The Decline and Fall of The Gerbang Besar

Sebuah dongeng pemasaran tentang awal dari sebuah era baru kreativitas dan kebebasan untuk pencipta media segala macam ...

A+ A-

Image of Victorian Hang Glider

Selama banyak generasi ingat, The Great Gerbang berdiri di tengah The Great City.

Itu adalah struktur menyenangkan dan megah, yang orang-orang tampak untuk pasokan konstan heran, pencerahan, dan sukacita.

The Keepers of The Gerbang Besar yang menjulang tinggi angka. Mereka membawa rahasia dan cerita dari dunia dalam jubah mereka, serta kekuasaan mutlak untuk melepaskan atau menahan cerita-cerita dari orang-orang.

Setiap kali penulis mendekati The Great Gerbang dengan naskah baru - salah satu yang sebelumnya belum pernah didukung atau berwenang - The Keepers akan mengirim pelayan mereka untuk menemui mereka di jalan.

Sepanjang hari, setiap hari, para pelayan dari The Keepers terus bergerak masuk dan keluar dari The Great Gate, menjaga illegitimates dari menggambar berbahaya dekat.

Hal ini berlangsung selama beberapa generasi lebih ... sampai salah satu penulis akhirnya merancang plot baru.

Dia telah mendengar dari mesin baru yang memungkinkan penulis naskah untuk terbang. Ini dikenal sebagai mesin yang sangat berbahaya, The Keepers of The Great Gerbang telah merilis banyak cerita peringatan terhadap kekuatan mematikan.

Penulis - seperti banyak orang lain - telah membaca cerita-cerita, tapi tidak percaya mereka untuk menjadi kenyataan.

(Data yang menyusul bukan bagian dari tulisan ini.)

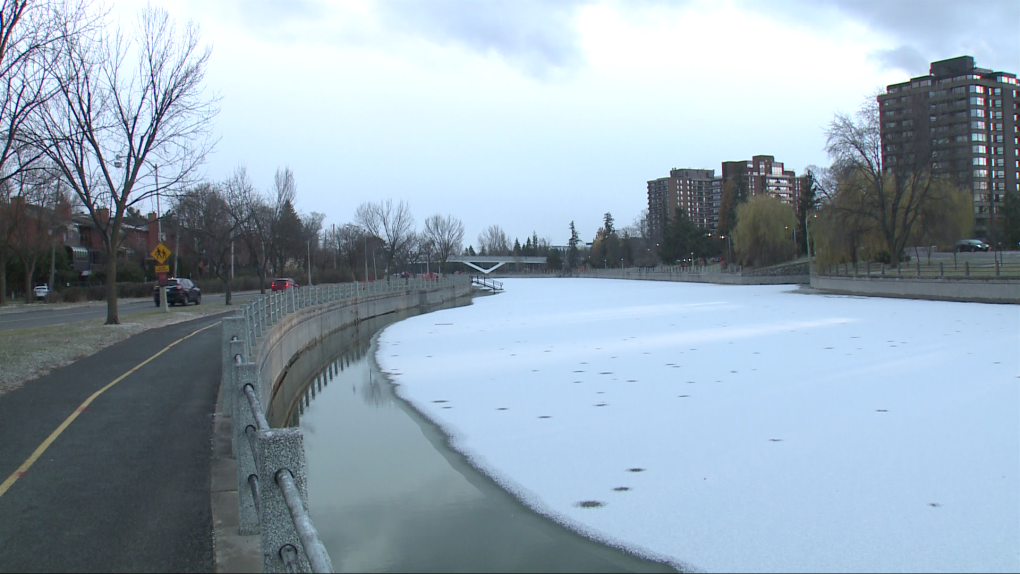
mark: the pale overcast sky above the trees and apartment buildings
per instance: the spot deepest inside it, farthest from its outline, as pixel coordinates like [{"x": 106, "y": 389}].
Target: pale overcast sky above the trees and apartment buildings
[{"x": 530, "y": 114}]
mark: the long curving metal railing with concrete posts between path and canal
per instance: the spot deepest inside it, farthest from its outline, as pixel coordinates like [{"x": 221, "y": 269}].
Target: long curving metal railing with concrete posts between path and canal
[{"x": 273, "y": 495}]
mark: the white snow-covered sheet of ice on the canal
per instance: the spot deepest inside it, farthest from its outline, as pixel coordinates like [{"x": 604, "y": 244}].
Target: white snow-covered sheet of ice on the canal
[{"x": 737, "y": 429}]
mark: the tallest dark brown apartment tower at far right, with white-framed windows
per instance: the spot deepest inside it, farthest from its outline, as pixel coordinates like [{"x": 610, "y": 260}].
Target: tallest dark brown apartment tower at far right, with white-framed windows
[{"x": 963, "y": 120}]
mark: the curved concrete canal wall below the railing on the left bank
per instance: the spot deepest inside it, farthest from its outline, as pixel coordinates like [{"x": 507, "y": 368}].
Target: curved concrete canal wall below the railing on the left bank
[{"x": 299, "y": 331}]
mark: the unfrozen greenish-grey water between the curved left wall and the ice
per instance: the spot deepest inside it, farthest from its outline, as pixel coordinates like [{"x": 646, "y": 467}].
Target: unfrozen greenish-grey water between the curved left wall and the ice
[{"x": 388, "y": 495}]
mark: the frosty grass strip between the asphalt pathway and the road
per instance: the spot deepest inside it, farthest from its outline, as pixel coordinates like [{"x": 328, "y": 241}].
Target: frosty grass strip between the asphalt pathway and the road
[{"x": 30, "y": 353}]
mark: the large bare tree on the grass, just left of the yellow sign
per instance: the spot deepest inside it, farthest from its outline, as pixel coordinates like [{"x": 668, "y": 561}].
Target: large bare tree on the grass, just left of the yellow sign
[{"x": 149, "y": 117}]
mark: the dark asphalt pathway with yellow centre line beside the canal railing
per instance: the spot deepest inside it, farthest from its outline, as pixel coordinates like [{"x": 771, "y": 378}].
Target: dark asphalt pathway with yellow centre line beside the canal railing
[{"x": 125, "y": 488}]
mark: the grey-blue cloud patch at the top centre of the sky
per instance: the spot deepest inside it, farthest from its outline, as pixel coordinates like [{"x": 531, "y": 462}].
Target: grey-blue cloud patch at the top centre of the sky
[{"x": 538, "y": 37}]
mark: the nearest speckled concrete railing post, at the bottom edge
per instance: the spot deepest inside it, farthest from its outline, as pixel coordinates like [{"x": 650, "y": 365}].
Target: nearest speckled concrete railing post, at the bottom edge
[{"x": 281, "y": 449}]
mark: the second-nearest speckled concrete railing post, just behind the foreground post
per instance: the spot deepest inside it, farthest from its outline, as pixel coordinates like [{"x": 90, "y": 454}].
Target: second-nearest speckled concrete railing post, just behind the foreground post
[{"x": 248, "y": 519}]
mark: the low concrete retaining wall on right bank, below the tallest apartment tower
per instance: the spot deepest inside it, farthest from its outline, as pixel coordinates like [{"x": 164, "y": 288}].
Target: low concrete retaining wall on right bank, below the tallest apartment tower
[{"x": 980, "y": 291}]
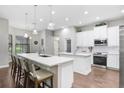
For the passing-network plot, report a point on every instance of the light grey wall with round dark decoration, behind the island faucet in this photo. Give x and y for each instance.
(48, 38)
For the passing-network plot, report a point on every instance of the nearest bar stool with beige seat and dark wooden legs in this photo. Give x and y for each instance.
(39, 77)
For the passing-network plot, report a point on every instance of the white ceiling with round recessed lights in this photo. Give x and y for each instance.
(16, 14)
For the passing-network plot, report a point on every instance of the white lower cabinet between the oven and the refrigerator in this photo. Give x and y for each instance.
(113, 61)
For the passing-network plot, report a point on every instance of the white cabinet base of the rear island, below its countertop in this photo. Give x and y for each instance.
(81, 64)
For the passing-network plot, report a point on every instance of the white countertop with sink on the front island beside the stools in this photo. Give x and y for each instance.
(48, 61)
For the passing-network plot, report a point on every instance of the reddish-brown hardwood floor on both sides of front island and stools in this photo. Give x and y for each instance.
(98, 78)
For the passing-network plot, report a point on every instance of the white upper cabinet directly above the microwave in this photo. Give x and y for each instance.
(100, 32)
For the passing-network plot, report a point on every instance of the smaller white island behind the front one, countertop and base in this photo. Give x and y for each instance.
(82, 61)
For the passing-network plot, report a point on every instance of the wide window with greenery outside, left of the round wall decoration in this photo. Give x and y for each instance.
(22, 45)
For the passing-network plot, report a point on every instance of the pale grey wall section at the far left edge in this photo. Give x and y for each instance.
(3, 42)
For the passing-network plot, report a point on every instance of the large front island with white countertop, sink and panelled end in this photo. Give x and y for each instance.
(62, 67)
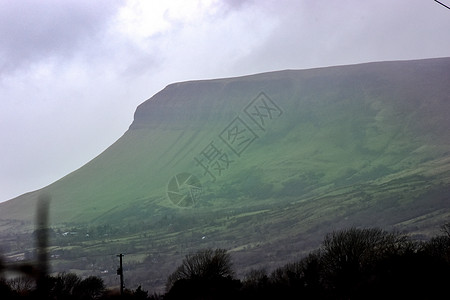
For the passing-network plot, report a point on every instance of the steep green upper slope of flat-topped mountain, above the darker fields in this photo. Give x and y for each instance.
(341, 125)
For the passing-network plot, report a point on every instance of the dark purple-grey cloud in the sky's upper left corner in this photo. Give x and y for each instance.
(35, 30)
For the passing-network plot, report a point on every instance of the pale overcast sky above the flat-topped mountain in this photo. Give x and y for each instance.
(72, 72)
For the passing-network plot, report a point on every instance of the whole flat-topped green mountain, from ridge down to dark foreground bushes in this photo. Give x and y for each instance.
(264, 165)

Pada hari musim gugur terutama yang cerah, dengan naskahnya terselip di bawah ikat pinggang, ia diikat dirinya ke dalam mesin dan diluncurkan ke udara dari atas sebuah bangunan yang sangat tinggi.

Legenda mengatakan bahwa itu adalah awal yang kasar, tapi itu penulis cepat diperoleh merasakan mesin dan mulai terbang melalui kota, menuju The Great Gate.

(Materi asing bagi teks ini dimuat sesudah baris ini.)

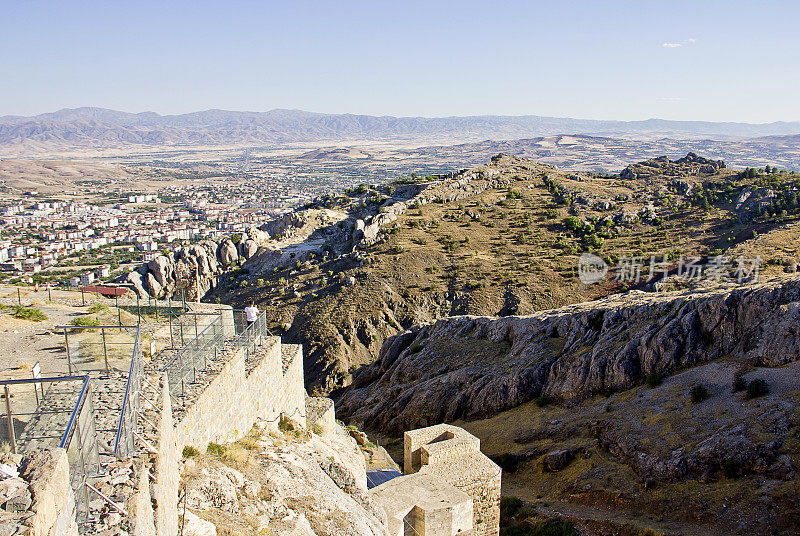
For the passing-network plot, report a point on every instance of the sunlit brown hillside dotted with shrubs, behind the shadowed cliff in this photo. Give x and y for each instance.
(500, 239)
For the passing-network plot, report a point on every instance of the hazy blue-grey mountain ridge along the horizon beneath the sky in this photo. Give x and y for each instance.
(99, 127)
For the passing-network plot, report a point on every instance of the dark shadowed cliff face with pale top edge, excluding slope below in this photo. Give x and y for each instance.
(470, 367)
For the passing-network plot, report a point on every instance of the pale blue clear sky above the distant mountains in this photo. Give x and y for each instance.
(702, 60)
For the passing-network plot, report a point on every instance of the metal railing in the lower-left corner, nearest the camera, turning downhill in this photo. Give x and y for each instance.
(79, 438)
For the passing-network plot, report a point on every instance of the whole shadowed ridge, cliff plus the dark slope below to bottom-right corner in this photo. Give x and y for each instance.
(672, 412)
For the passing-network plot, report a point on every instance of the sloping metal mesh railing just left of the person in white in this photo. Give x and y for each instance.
(182, 369)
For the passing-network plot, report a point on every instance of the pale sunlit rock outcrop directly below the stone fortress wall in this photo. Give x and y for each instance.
(290, 484)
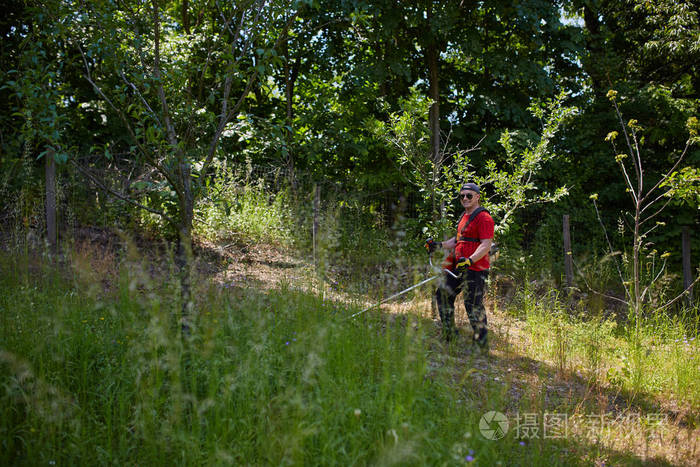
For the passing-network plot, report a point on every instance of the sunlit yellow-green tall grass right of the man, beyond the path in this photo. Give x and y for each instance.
(660, 361)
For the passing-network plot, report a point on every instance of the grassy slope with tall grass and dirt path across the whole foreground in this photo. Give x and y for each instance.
(97, 373)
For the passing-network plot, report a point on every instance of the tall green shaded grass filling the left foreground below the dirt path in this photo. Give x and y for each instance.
(277, 378)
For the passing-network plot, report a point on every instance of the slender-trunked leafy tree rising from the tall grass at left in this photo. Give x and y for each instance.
(175, 87)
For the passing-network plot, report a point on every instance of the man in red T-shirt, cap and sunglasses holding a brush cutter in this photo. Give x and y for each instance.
(470, 262)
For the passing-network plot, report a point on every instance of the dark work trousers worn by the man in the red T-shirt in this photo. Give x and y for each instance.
(473, 284)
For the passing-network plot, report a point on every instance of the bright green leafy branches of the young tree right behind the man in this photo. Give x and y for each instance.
(511, 186)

Orang-orang melihat dia dan bersorak saat ia terbang terakhir, halaman cerita jatuh ke jalan-jalan di bawah ini.

The Keepers minum anggur dan tertawa di tontonan, sampai penulis berbalik mesin dan mulai terbang langsung pada mereka. anggur itu meraba-raba, tawa berhenti. Mereka mulai terbata-bata ... kemudian mengomel ... kemudian berteriak sambil mendekati The Gate.

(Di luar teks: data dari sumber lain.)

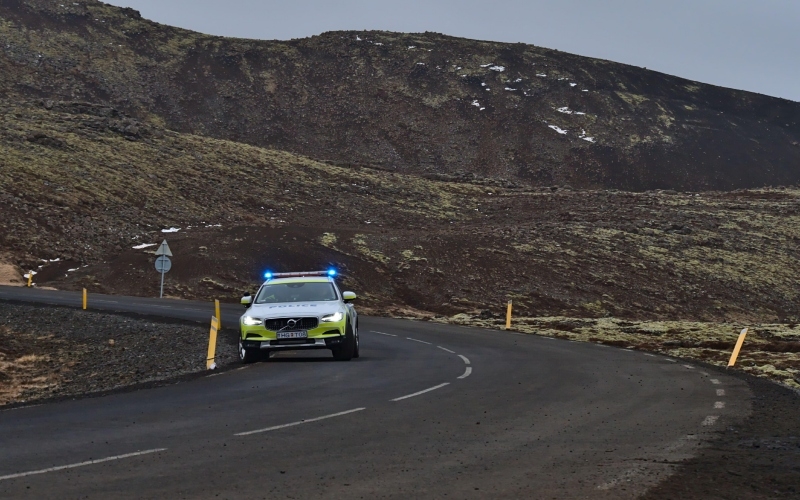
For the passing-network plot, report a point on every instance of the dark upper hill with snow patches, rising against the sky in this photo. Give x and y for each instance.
(426, 104)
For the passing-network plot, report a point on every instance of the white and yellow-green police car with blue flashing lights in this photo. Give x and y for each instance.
(294, 311)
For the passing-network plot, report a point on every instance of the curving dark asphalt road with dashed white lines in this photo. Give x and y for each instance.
(429, 410)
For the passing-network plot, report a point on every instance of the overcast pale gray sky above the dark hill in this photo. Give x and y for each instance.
(745, 44)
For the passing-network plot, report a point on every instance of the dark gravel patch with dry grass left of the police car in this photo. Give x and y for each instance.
(50, 352)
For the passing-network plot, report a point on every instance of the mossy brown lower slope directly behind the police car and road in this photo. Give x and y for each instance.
(89, 186)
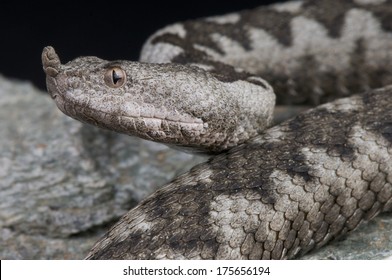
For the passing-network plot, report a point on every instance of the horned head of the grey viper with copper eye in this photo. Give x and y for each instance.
(178, 105)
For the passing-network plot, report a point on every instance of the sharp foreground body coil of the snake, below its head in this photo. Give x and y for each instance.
(293, 189)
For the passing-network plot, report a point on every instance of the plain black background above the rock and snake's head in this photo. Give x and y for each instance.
(107, 29)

Dan kemudian ia terbang tepat di atas itu, menghilang ke matahari Oktober dingin.

Tidak ada yang tahu apa yang terjadi yang penulis tidak sah pertama, tapi halaman naskahnya ditemukan di semua bagian dari The Great City. Itu disusun kembali dan disalin lagi dan lagi, dan orang-orang yang senang dengan cerita-ceritanya.

Banyak penulis lebih dari manuskrip datang setelah dia, menggunakan mesin untuk menyebarkan kisah mereka di seluruh bumi.

The Great Gerbang mulai perlahan-lahan membusuk dan The Keepers kehilangan kekuasaan mereka.

Tetapi orang-orang yang tidak takut dengan ini, karena mereka tahu bahwa penulis - dan kisah-kisah mereka - sekarang milik mereka, dan hanya mereka, selamanya.

Itu selalu menjadi konsep populer bagi penulis kelaparan, gila, menderita, bunuh diri. Saya pikir sudah waktunya untuk editor dan penerbit kelaparan, menderita, gila dan bunuh diri. Saya pikir sudah waktunya para penulis punya nyali lemak dan minum sampanye untuk sarapan. Saya pikir sudah waktunya bagi para penulis untuk tidur dengan gadis-gadis emas kebaikan.